The Heart of the Latin Quarter
Rue Couillard is in the heart of the oldest residential neighbourhood in Upper Town, the part of town first inhabited by artisans. When Université Laval was set up just a stone’s throw away in 1854, professionals gradually moved into the artisans’ homes, transforming the neighbourhood into Québec City’s intellectual and artistic centre. Rue Couillard then became the main road through the Latin Quarter, which got its name because as much Latin was spoken there as French.
Just like on Paris’s Left Bank
The Latin Quarter took its name from the area around Paris’s famous Sorbonne University, which was founded in the 13th century and where classes were taught in Latin. For years in Québec, classical studies included a good dose of Latin, and by the time students moved on to university they were fluent in the language of knowledge and learning. To no one’s surprise, the area around Université Laval soon became Québec City’s equivalent to Paris’s Latin Quarter.
Rue Couillard cuts across land ceded to the first farmer of New France, Louis Hébert. Guillaume Couillard’s widow, Hébert’s heir, sold the land to the Séminaire de Québec in 1663, which in turn ceded lots to people looking to build homes in Upper Town.
The street, originally known as Saint-Joachim, appeared for the first time on a map in 1709. It boasts one of the oldest houses in the city at No. 17, which was built for the locksmith André Bouchard in 1728. Until the mid-19th century, the land formerly belonging to Louis Hébert was mainly inhabited by such artisans.
Université Laval was built alongside the Séminaire de Québec between 1854 and 1856, transforming the area. Artisans made way for professionals, who had fine homes built for themselves. Lawyers, notaries, and doctors enjoyed living close to the university where many of them taught. This new cultural hotbed also appealed to intellectuals and artists, Students lived there by the hundreds.
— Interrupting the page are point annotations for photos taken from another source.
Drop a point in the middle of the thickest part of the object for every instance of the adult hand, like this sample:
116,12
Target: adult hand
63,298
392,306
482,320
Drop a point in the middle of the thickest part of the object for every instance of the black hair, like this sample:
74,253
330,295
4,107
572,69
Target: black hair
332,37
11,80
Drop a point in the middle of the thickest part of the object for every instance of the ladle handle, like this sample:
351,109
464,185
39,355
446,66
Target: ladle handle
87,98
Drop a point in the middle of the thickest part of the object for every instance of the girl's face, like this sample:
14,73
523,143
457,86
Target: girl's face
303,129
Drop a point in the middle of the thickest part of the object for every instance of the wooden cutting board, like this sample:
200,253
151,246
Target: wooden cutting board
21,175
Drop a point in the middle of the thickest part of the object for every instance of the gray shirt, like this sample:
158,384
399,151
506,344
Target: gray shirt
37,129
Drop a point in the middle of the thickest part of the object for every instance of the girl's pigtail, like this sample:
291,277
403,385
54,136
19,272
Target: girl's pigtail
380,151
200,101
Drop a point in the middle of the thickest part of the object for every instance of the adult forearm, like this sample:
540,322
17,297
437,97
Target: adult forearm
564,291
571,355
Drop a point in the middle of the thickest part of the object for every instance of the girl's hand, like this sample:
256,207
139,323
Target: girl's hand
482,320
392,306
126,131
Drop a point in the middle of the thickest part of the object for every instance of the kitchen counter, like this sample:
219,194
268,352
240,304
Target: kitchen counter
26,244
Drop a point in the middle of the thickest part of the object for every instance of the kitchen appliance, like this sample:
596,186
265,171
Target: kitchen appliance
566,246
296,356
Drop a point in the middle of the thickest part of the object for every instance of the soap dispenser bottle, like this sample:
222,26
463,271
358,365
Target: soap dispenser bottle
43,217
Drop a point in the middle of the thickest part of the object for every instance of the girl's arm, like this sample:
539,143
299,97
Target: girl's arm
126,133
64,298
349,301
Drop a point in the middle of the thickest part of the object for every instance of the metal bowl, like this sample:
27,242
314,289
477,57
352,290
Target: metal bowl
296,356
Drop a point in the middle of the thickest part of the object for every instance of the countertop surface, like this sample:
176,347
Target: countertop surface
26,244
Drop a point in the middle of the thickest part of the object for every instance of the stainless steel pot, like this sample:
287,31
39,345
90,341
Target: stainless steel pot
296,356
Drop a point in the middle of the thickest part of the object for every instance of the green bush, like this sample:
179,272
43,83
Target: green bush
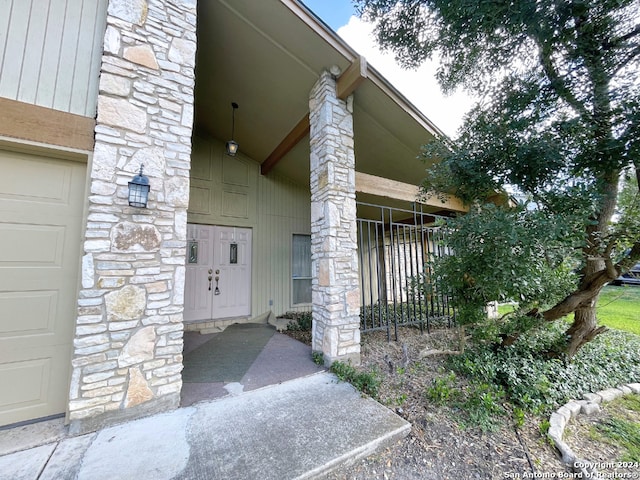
442,389
534,381
482,406
300,321
365,382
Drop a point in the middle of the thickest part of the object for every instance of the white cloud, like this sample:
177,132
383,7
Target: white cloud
419,86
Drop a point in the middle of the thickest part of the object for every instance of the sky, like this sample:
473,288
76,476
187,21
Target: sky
419,86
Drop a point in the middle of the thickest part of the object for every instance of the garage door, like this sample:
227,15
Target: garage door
41,202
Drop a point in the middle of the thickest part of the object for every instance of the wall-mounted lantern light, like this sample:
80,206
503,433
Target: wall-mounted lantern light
232,146
139,190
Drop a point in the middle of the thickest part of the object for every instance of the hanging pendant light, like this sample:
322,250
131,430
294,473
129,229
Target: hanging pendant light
232,146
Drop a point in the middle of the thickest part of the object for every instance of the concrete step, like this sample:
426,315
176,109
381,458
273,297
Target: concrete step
299,429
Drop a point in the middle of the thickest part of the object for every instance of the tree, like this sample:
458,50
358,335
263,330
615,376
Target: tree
558,120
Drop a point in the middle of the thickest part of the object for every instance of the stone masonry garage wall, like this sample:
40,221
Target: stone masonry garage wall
128,344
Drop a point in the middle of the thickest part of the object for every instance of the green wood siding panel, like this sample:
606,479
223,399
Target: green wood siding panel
277,208
50,52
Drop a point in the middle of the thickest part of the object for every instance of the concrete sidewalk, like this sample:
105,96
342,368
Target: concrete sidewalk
302,428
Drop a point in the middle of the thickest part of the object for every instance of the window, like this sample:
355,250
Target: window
301,269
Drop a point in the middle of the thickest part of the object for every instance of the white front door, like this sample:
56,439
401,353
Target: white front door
218,277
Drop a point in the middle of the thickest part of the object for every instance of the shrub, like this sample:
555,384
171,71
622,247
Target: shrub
365,382
300,321
535,382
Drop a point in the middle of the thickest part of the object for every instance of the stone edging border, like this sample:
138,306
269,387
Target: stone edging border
587,406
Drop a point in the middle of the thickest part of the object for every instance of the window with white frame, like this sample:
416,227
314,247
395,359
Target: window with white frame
301,269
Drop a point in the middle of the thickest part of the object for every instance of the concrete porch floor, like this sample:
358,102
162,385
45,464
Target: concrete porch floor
282,359
284,420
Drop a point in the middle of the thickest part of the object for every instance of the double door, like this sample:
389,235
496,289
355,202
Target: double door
218,272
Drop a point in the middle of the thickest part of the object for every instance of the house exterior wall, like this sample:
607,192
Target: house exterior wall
128,343
230,191
50,52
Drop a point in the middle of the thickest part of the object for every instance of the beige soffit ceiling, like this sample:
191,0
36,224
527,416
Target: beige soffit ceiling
266,55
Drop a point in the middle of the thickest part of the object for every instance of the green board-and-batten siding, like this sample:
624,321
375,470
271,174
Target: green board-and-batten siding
50,52
230,191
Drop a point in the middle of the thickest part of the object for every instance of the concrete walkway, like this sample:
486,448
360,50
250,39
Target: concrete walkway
302,428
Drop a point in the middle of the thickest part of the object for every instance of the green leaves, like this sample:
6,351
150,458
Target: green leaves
504,254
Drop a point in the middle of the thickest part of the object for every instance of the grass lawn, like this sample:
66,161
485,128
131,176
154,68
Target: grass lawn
618,307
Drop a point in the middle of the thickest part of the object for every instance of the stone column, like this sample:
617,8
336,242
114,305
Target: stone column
128,344
336,293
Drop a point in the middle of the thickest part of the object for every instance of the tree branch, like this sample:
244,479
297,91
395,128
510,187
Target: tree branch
624,62
607,45
557,82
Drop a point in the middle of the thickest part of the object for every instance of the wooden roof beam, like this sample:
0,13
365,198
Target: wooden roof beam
385,187
300,131
345,86
351,78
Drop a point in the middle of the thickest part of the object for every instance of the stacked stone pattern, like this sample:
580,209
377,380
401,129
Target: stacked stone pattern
128,341
589,405
335,288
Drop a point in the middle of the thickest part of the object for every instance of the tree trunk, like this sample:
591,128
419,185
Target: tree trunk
584,328
585,323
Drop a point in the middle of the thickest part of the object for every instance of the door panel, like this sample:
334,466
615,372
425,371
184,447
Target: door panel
233,298
197,294
217,285
41,202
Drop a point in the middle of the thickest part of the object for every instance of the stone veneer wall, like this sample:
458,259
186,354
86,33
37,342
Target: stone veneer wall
128,344
335,288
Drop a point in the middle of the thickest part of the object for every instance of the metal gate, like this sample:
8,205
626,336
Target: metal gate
396,249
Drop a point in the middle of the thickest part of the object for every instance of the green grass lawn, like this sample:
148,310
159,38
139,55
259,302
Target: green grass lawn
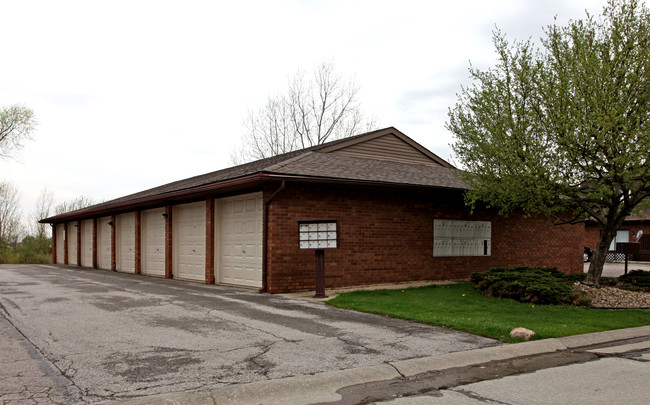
461,307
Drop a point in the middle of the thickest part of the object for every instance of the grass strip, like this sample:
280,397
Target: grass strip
461,307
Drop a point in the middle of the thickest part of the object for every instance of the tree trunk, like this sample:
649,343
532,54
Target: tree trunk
600,254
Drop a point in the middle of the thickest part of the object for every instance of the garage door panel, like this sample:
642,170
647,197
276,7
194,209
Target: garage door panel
104,243
125,243
153,242
87,243
189,241
241,240
72,243
60,243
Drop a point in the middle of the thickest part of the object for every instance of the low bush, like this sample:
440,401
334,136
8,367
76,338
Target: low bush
528,284
636,280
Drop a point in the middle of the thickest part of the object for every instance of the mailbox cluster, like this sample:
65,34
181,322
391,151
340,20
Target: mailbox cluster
462,238
318,235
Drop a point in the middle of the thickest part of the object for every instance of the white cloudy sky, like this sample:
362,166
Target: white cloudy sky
134,94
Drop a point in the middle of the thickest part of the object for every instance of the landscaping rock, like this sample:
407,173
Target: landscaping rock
611,297
522,333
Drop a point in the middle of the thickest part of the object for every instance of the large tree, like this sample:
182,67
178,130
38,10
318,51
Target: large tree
562,128
43,207
16,126
11,227
310,112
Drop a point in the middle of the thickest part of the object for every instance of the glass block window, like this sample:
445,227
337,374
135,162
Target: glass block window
461,238
318,234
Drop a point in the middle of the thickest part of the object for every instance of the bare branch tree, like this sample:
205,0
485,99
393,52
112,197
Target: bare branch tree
43,207
16,126
11,227
311,112
75,204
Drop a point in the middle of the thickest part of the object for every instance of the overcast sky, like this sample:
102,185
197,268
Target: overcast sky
134,94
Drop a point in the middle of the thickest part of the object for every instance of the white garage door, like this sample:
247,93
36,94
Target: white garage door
87,243
72,243
60,243
188,243
153,242
241,240
104,243
125,242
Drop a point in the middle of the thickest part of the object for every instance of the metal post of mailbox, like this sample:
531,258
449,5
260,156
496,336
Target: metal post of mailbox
320,274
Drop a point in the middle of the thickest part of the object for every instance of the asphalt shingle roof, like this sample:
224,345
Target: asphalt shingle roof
305,163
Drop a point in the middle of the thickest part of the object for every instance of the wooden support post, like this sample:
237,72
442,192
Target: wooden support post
168,242
113,244
79,243
138,243
54,241
94,259
209,240
65,243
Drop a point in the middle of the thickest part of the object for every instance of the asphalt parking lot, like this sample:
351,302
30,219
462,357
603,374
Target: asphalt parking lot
79,335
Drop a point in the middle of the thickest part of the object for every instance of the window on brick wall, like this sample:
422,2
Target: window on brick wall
461,238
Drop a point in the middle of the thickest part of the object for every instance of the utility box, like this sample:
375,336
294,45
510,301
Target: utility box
628,248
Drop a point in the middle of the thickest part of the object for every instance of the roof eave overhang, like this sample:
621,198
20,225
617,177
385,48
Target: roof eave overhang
243,183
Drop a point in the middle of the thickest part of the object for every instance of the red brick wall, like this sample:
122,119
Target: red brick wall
388,237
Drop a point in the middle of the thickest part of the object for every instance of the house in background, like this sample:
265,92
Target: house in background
381,207
637,224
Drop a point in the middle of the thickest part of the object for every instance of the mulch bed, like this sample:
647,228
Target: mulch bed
612,297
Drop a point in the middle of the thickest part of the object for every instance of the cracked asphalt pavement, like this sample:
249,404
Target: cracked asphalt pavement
72,335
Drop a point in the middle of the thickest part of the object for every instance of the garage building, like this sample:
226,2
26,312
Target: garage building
378,207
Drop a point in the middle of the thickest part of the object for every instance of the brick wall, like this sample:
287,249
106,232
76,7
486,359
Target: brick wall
387,236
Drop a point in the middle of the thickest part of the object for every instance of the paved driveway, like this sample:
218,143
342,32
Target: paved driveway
114,335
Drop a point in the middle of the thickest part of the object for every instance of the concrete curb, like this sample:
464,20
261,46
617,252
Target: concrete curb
322,387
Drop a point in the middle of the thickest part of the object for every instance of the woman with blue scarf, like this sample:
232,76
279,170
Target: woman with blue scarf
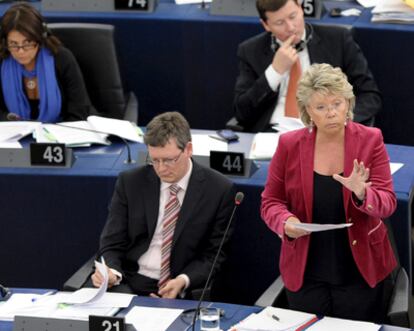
40,80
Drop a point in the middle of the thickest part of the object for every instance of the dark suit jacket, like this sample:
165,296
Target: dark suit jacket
133,217
76,105
289,192
254,101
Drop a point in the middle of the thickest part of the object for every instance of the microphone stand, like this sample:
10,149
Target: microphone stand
238,200
129,159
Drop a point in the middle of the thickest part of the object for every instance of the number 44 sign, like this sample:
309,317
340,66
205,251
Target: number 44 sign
312,8
132,4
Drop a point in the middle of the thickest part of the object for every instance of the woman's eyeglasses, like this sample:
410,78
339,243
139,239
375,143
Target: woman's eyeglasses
26,47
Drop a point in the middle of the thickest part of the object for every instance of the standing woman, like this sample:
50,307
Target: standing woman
334,171
40,80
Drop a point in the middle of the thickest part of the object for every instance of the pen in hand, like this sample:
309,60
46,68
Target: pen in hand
42,296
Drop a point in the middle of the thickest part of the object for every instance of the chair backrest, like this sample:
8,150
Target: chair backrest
94,48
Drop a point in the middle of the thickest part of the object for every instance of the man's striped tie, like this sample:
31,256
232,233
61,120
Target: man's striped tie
171,211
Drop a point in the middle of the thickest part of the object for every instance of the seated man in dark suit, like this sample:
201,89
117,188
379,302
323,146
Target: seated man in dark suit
263,91
166,219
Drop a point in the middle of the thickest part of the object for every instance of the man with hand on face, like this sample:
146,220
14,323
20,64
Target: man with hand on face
271,63
166,219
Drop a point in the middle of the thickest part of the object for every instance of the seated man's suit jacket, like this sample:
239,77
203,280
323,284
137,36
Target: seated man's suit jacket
254,100
133,216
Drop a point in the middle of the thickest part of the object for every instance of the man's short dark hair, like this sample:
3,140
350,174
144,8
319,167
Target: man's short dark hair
270,5
166,126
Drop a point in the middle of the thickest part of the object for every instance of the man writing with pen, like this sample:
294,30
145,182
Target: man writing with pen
166,219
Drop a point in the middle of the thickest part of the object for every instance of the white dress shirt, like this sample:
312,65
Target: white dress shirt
275,80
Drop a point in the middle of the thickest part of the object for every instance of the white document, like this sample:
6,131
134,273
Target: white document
314,227
152,319
395,166
91,295
264,145
12,144
187,2
368,3
286,124
337,324
49,306
203,144
13,131
71,137
274,319
120,128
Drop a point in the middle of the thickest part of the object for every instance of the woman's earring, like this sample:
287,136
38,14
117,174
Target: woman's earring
310,128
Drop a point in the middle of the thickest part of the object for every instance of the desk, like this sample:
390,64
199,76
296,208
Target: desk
52,218
182,58
233,313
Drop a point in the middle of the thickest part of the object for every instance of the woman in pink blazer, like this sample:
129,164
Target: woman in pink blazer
333,171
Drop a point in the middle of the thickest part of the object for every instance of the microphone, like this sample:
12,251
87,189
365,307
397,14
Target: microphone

Of the artists who lived on rue Couillard, musician Calixa Lavallée left the biggest mark. In 1879 he was living at No. 22 when he composed a patriotic song for the national convention of Société Saint-Jean-Baptiste in Québec City that year. The song, O Canada, officially became Canada’s national anthem in 1980.
An exciting place to live
Université Laval started to expand in the 1920s as departments, schools, and faculties spread to neighbouring streets. Expansion accelerated after World War II. Its Cercle universitaire found a home at 29 rue Couillard, while the student body and its newspaper moved in to the same building, right next to the Latin restaurant. Rue Couillard in particular was a hive of activity.
Back in the groove
In 1950, to meet the university’s growing needs, plans were drawn up for a huge modern campus outside the Old City at the limit of Sainte-Foy and Sillery. The Latin Quarter was to lose its soul and Latin voice. It wasn’t until the late 1980s that the ambiance of old returned to the neighbourhood streets when the university’s School of Architecture returned to some of the seminary’s oldest rooms, along with hundreds of students and their professors.